“Training, volunteering and tax credits all help parents access work, though not all parents progress into work or escape poverty. Work is definitely the surest escape from poverty.”
“Parents are almost without exception hopeful and ambitious for their children, yet accept the limitations and problems of local schools. They are generally satisfied with their schools, particularly primary, and express praise and admiration for teachers, who offer many different kinds of support. A holistic approach to children works best.”
“The parents’ limited education restricts how much help they can offer their children.”
“Truanting and bullying are both problems and bullying in particular seems pervasive, damaging and not always easy to control.”
“Three kinds of support emerge as particularly helpful to parents:
-Family, close friends and childminders not only share parents’ troubles but also help with taking on a job. The threats from crime and insecurity are countered through this ‘bonding’ form of social capital.

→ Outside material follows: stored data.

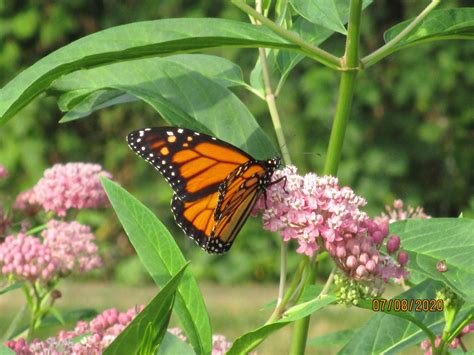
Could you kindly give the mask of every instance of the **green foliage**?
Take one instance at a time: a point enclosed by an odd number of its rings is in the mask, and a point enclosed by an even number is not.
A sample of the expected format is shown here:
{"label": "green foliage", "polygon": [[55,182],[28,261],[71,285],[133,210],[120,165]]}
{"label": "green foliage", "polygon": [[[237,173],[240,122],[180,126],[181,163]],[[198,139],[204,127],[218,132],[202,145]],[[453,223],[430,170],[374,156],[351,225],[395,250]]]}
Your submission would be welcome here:
{"label": "green foliage", "polygon": [[[409,254],[408,267],[454,290],[467,302],[474,302],[474,220],[433,218],[399,221],[390,232],[400,237]],[[436,264],[446,263],[439,272]]]}
{"label": "green foliage", "polygon": [[[111,354],[151,354],[160,346],[173,310],[178,285],[188,265],[185,264],[158,292],[153,300],[141,311],[104,351]],[[146,336],[144,336],[146,334]],[[151,344],[143,346],[143,341]],[[145,351],[144,349],[148,349]]]}
{"label": "green foliage", "polygon": [[270,334],[283,328],[285,325],[298,319],[304,318],[318,310],[333,304],[337,298],[333,295],[326,295],[322,298],[313,298],[311,301],[300,303],[288,309],[283,317],[275,322],[266,323],[262,327],[255,329],[237,338],[227,354],[245,354],[254,349]]}
{"label": "green foliage", "polygon": [[[281,7],[280,20],[287,26],[293,25],[293,31],[316,45],[324,42],[323,48],[342,54],[339,35],[331,36],[330,30],[294,17],[291,5],[285,7],[286,1],[277,3]],[[345,24],[347,1],[335,3]],[[368,3],[364,1],[364,6]],[[428,23],[432,16],[442,11],[454,13],[458,9],[449,8],[463,4],[462,1],[443,2],[438,6],[440,10],[430,14],[426,21]],[[84,0],[3,3],[0,7],[0,82],[6,84],[21,69],[74,39],[118,24],[187,16],[221,16],[246,21],[246,17],[228,3],[186,2],[184,6],[183,1],[163,0],[157,5],[146,0],[132,9],[121,3],[104,6],[91,5]],[[401,28],[403,21],[419,13],[422,6],[419,2],[394,3],[393,6],[374,2],[368,6],[362,18],[363,53],[383,45],[380,34],[391,28],[388,36],[391,31]],[[472,9],[462,10],[472,12]],[[396,23],[400,24],[392,26]],[[467,21],[462,26],[469,28],[468,24]],[[272,82],[275,87],[279,83],[278,106],[293,161],[300,172],[320,173],[336,102],[337,76],[322,66],[301,62],[301,54],[272,49],[267,53],[269,63],[275,62],[271,65],[274,70]],[[215,48],[211,54],[238,64],[245,79],[254,66],[253,50]],[[465,216],[474,214],[469,185],[474,174],[470,135],[474,124],[470,105],[474,83],[474,69],[470,65],[473,55],[474,49],[467,41],[426,43],[414,51],[400,51],[359,75],[339,178],[368,200],[370,214],[380,213],[384,204],[398,197],[407,204],[424,205],[427,212],[435,216],[456,217],[461,211]],[[212,67],[203,65],[200,70]],[[258,67],[257,64],[250,82],[261,93]],[[231,68],[226,73],[231,70],[234,73]],[[219,80],[211,74],[200,73]],[[280,74],[283,74],[281,79]],[[290,81],[285,80],[288,76]],[[221,81],[220,84],[230,87],[230,83]],[[239,87],[232,87],[232,90],[269,132],[268,113],[262,102]],[[96,100],[114,103],[110,97],[107,99],[107,95],[114,94],[111,91],[97,91],[74,108],[81,113],[87,111],[88,105],[96,104]],[[96,111],[92,113],[93,120],[70,122],[65,126],[56,124],[61,114],[54,100],[41,98],[29,104],[17,119],[0,129],[0,163],[15,177],[4,182],[2,188],[14,192],[25,190],[51,164],[87,157],[89,161],[103,163],[125,186],[132,186],[133,181],[134,193],[171,228],[185,255],[203,262],[199,266],[193,265],[200,277],[226,282],[276,279],[278,269],[273,260],[278,258],[278,243],[270,234],[261,233],[259,222],[248,222],[249,226],[233,247],[242,262],[230,256],[209,258],[183,236],[169,212],[170,189],[152,169],[133,157],[123,140],[133,129],[165,123],[156,119],[153,108],[134,101],[134,97],[118,96],[115,99],[132,102]],[[69,111],[67,115],[72,113]],[[225,119],[226,113],[216,117],[217,120]],[[88,144],[83,144],[84,139]],[[99,237],[106,252],[114,255],[113,260],[128,257],[129,249],[116,242],[124,236],[114,225],[114,219],[100,215],[97,219],[97,225],[103,226]],[[258,258],[254,257],[256,254]],[[295,259],[290,259],[290,263],[295,264]],[[239,267],[235,268],[235,265]],[[229,269],[233,272],[224,271]]]}
{"label": "green foliage", "polygon": [[[115,183],[102,178],[109,200],[143,265],[157,285],[164,287],[186,264],[173,237],[156,216]],[[211,328],[201,292],[189,270],[176,294],[175,311],[194,349],[208,353]]]}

-Child-centred services such as Sure Start for pre-school children and parents in deprived areas and schools are a main stay of educational and social opportunity.
-Crime prevention through frequent, visible patrols and friendly contact with children and young people at risk of offending create a more positive, confident and less fearful atmosphere.”
“Social capital, an invaluable asset in a resource-scarce community, not only grows from local programmes and local social links (bonding); it also directly fosters work opportunities by encouraging parents to access training, volunteering and actual jobs (bridging).”
“On-going, long-term daily support is necessary if parents and children are to flourish in spite of serious handicaps.”
The report goes on to make five recommendations: streamlining policies rather than cumbersome bureaucracy, tailoring to demographic issues especially integrating different cultural groups in schools, early intervention especially with special educational needs, involving parents and responding to their issues to enhance social capital, and housing families near to their relatives to encourage social networking support.